No post "Por que nenhum animal tem o


direito de não ser caçado", Luciano Tataki
argumenta o seguinte:
"Como bom jusnaturalista acredito apenas
nos direitos naturais: vida, liberdade e
propriedade. Os animais não têm noção desses
direitos e aceitar que eles têm, não apenas é nos
colocar no mesmo nível deles, mas também é nos
negar o direito de usufruir de recursos que são
oriundos dos seus corpos. Não apenas da carne,
mas de ossos, couro, pelo, plumas, etc. Em A
Ética da Liberdade, Murray Rothbard já
argumento logo no início do capítulo sobre os
“direitos” dos animais que se os animais tivessem
direitos não poderíamos matá-los nem pra comê-
los.

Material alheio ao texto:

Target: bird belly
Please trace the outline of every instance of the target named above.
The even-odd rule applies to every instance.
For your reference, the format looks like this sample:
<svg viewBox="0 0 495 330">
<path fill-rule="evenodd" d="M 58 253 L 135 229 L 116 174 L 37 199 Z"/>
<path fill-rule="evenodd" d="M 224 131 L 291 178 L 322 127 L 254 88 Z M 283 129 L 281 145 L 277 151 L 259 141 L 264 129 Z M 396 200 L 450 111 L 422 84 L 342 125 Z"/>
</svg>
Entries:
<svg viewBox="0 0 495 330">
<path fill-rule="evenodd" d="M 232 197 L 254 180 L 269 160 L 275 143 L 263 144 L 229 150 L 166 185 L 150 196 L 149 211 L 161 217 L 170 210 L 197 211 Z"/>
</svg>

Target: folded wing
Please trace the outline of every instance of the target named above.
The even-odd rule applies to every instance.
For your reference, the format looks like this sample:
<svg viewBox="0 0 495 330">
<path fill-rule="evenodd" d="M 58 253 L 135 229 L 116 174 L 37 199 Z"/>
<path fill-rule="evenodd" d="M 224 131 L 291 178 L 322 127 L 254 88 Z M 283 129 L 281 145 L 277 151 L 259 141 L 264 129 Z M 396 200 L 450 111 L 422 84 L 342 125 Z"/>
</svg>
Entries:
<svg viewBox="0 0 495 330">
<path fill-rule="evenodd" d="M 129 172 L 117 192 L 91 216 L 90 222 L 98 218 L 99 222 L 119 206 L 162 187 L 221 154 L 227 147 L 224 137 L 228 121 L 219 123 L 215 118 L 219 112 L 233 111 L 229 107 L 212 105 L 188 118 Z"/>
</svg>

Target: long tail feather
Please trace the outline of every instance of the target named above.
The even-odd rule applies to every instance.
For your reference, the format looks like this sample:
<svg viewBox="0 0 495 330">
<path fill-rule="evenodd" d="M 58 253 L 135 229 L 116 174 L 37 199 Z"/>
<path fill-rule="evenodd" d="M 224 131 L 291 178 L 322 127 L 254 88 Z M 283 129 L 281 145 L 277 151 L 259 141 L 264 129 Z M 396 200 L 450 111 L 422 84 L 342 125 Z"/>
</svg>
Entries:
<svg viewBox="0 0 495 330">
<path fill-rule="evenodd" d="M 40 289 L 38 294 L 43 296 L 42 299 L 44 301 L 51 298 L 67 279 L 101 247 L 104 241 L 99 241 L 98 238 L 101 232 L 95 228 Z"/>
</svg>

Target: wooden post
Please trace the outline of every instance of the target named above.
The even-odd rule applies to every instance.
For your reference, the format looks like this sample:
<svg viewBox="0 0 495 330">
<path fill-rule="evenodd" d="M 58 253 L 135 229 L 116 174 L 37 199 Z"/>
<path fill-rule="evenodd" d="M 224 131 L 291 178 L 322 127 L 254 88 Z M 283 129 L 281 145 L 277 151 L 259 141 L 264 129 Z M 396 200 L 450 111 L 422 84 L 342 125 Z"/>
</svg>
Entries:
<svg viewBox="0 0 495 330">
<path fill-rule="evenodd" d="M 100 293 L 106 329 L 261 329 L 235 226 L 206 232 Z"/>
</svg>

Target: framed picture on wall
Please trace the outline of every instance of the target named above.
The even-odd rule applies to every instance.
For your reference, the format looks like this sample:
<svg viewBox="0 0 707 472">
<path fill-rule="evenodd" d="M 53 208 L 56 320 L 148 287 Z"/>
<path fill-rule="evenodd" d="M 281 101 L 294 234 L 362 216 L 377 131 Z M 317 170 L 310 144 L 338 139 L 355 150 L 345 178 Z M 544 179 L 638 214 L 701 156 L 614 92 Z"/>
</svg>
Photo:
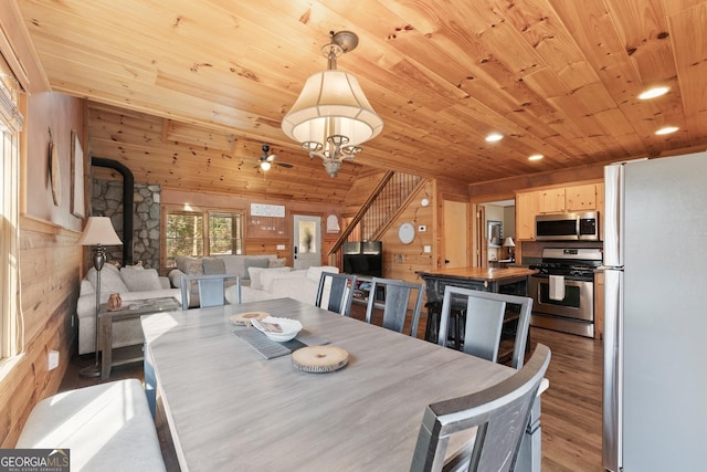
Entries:
<svg viewBox="0 0 707 472">
<path fill-rule="evenodd" d="M 84 150 L 78 134 L 71 132 L 71 213 L 78 218 L 86 216 L 84 195 Z"/>
</svg>

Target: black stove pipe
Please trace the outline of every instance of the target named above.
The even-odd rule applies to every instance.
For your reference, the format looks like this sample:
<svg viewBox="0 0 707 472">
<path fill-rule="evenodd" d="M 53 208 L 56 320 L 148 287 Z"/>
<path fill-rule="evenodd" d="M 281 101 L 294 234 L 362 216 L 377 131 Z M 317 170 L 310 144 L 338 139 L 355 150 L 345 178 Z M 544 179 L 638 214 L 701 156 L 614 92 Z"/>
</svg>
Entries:
<svg viewBox="0 0 707 472">
<path fill-rule="evenodd" d="M 123 164 L 103 157 L 92 157 L 91 165 L 115 169 L 123 175 L 123 265 L 133 264 L 133 213 L 135 202 L 135 178 Z"/>
</svg>

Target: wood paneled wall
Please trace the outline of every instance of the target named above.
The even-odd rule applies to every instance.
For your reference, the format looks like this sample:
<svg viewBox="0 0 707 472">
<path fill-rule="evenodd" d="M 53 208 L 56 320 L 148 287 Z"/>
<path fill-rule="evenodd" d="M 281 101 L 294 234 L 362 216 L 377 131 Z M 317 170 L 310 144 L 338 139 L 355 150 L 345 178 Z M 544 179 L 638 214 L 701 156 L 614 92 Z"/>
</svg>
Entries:
<svg viewBox="0 0 707 472">
<path fill-rule="evenodd" d="M 418 193 L 411 198 L 410 204 L 383 235 L 383 276 L 420 282 L 416 272 L 432 268 L 432 248 L 435 240 L 432 187 L 432 182 L 428 182 L 418 190 Z M 420 204 L 422 198 L 430 200 L 430 204 L 426 207 Z M 403 244 L 398 239 L 398 229 L 404 222 L 410 222 L 415 228 L 415 238 L 410 244 Z M 421 225 L 425 227 L 424 232 L 419 231 Z M 425 247 L 430 248 L 430 252 L 424 251 Z"/>
<path fill-rule="evenodd" d="M 78 233 L 23 217 L 20 221 L 23 354 L 0 381 L 0 448 L 14 447 L 34 405 L 59 389 L 75 337 L 83 248 Z M 49 352 L 60 353 L 49 370 Z"/>
<path fill-rule="evenodd" d="M 316 192 L 316 189 L 312 190 Z M 328 264 L 327 253 L 329 248 L 336 241 L 338 233 L 326 232 L 326 218 L 329 214 L 336 214 L 339 219 L 339 225 L 344 228 L 341 220 L 341 209 L 338 204 L 320 203 L 320 202 L 307 202 L 307 201 L 294 201 L 287 199 L 273 199 L 263 196 L 263 198 L 253 199 L 252 197 L 241 197 L 231 195 L 217 195 L 217 193 L 194 193 L 190 191 L 162 189 L 161 193 L 162 206 L 184 206 L 189 204 L 194 208 L 217 208 L 229 210 L 242 210 L 246 216 L 250 214 L 251 203 L 268 203 L 268 204 L 283 204 L 285 206 L 285 227 L 286 232 L 283 235 L 263 237 L 260 233 L 249 232 L 245 233 L 245 248 L 246 254 L 277 254 L 278 258 L 285 258 L 287 265 L 293 265 L 293 239 L 292 239 L 292 217 L 294 214 L 307 214 L 321 217 L 321 263 Z M 163 212 L 162 212 L 163 213 Z M 163 223 L 163 222 L 162 222 Z M 246 224 L 247 225 L 247 224 Z M 284 250 L 278 250 L 277 245 L 284 244 Z"/>
</svg>

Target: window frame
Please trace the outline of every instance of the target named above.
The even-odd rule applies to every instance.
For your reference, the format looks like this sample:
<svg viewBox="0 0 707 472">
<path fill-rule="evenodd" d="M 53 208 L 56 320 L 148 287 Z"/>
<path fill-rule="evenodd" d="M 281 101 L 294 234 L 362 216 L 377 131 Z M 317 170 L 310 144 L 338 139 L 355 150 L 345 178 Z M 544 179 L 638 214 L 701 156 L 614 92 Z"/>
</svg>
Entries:
<svg viewBox="0 0 707 472">
<path fill-rule="evenodd" d="M 2 64 L 4 65 L 4 64 Z M 4 67 L 0 67 L 4 70 Z M 24 117 L 19 84 L 0 78 L 0 361 L 23 348 L 20 296 L 20 151 Z M 24 102 L 22 102 L 24 104 Z"/>
<path fill-rule="evenodd" d="M 240 208 L 222 208 L 222 207 L 190 207 L 179 204 L 162 204 L 161 208 L 161 231 L 160 231 L 160 266 L 166 271 L 175 269 L 173 263 L 169 263 L 169 260 L 173 260 L 175 256 L 168 253 L 168 223 L 170 214 L 194 214 L 201 217 L 201 247 L 203 248 L 203 254 L 189 254 L 192 256 L 214 255 L 211 253 L 211 217 L 212 216 L 231 216 L 236 222 L 234 223 L 233 238 L 234 249 L 232 253 L 242 254 L 245 248 L 245 210 Z M 222 254 L 222 253 L 217 253 Z M 186 254 L 183 254 L 186 255 Z"/>
</svg>

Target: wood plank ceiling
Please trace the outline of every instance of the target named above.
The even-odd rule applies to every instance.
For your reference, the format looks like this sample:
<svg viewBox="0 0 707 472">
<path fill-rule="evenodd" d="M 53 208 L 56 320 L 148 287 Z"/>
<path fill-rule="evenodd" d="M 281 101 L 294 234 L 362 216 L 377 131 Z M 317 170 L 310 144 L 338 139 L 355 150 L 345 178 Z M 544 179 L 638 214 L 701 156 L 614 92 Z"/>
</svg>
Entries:
<svg viewBox="0 0 707 472">
<path fill-rule="evenodd" d="M 52 90 L 91 101 L 92 153 L 168 187 L 333 201 L 366 167 L 476 183 L 707 147 L 707 1 L 17 8 Z M 326 69 L 331 30 L 359 35 L 338 66 L 359 78 L 384 123 L 356 157 L 363 167 L 346 162 L 335 179 L 279 127 L 305 80 Z M 671 90 L 636 97 L 653 85 Z M 654 134 L 668 125 L 678 130 Z M 493 132 L 505 138 L 486 143 Z M 294 168 L 257 174 L 263 141 Z"/>
</svg>

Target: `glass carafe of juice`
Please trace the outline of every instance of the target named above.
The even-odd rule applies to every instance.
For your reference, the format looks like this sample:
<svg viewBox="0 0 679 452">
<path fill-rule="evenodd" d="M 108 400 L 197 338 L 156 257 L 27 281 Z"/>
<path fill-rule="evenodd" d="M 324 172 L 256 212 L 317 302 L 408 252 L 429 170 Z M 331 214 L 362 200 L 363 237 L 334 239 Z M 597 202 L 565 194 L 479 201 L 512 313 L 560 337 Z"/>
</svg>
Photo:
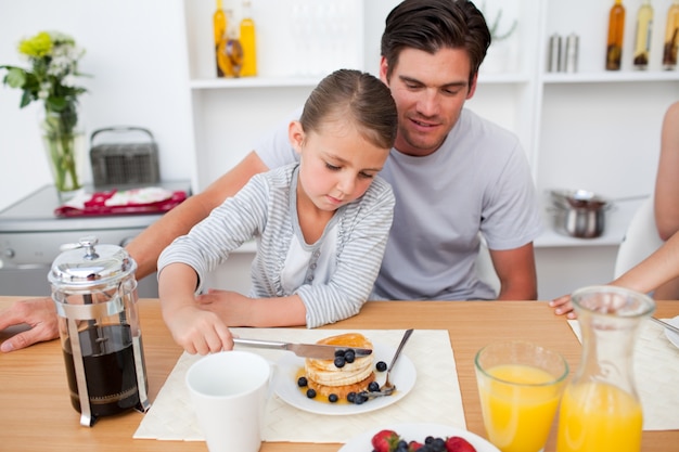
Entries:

Fora que eles não possuem nenhuma noção
de responsabilidade, tal como não pertencem a
mesma espécie que a gente, e a preservação da
nossa espécie deve ser priorizada, já que não
priorizar seria o equivalente a abrir mão dos
nossos direitos."
Este trecho possui 2 linhas argumentativas.
Vamos a elas:

1. "aceitar que eles têm [direitos] é nos


negar o direito de usufruir de recursos que
são oriundos dos seus corpos. se os animais
tivessem direitos não poderíamos matá-los
nem pra comê-los."
A expressão latina argumentum ad
consequentiam ("argumento por consequência")
descreve um argumento que tenta declarar-se
como verdadeiro ou falso em função das
consequências desejadas ou indesejadas a que ele
conduz. Um exemplo disso seria, por exemplo,
alguém declarar que "hoje não vai chover porque
se chovesse arruinaria meu dia". Ou um vendedor
de escravos dizendo "escravidão é correta porque
sem escravos eu não continuaria ganhando
dinheiro". Porém o clima não varia conforme sua
satisfação, nem a eticidade de condutas flutua
conforme os ganhos pessoais de um sujeito.
Da mesma forma o argumento citado, de
que "animais não têm direitos porque se tivessem
não poderíamos usufruir de recursos que são
oriundos de seus corpos". Talvez não pudéssemos
manter nosso estilo de vida atual se só
pudéssemos nos alimentar de animais mortos
naturalmente. Mas isso não quer dizer nada
quanto à moralidade de matar animais. Se
pudéssemos, por exemplo, comprar humanos
para serem cobaias medicinais, usufruindo de
recursos oriundos de seus corpos, provavelmente
a medicina já teria avançado muito mais, e isso
não quer dizer que a prática seja correta!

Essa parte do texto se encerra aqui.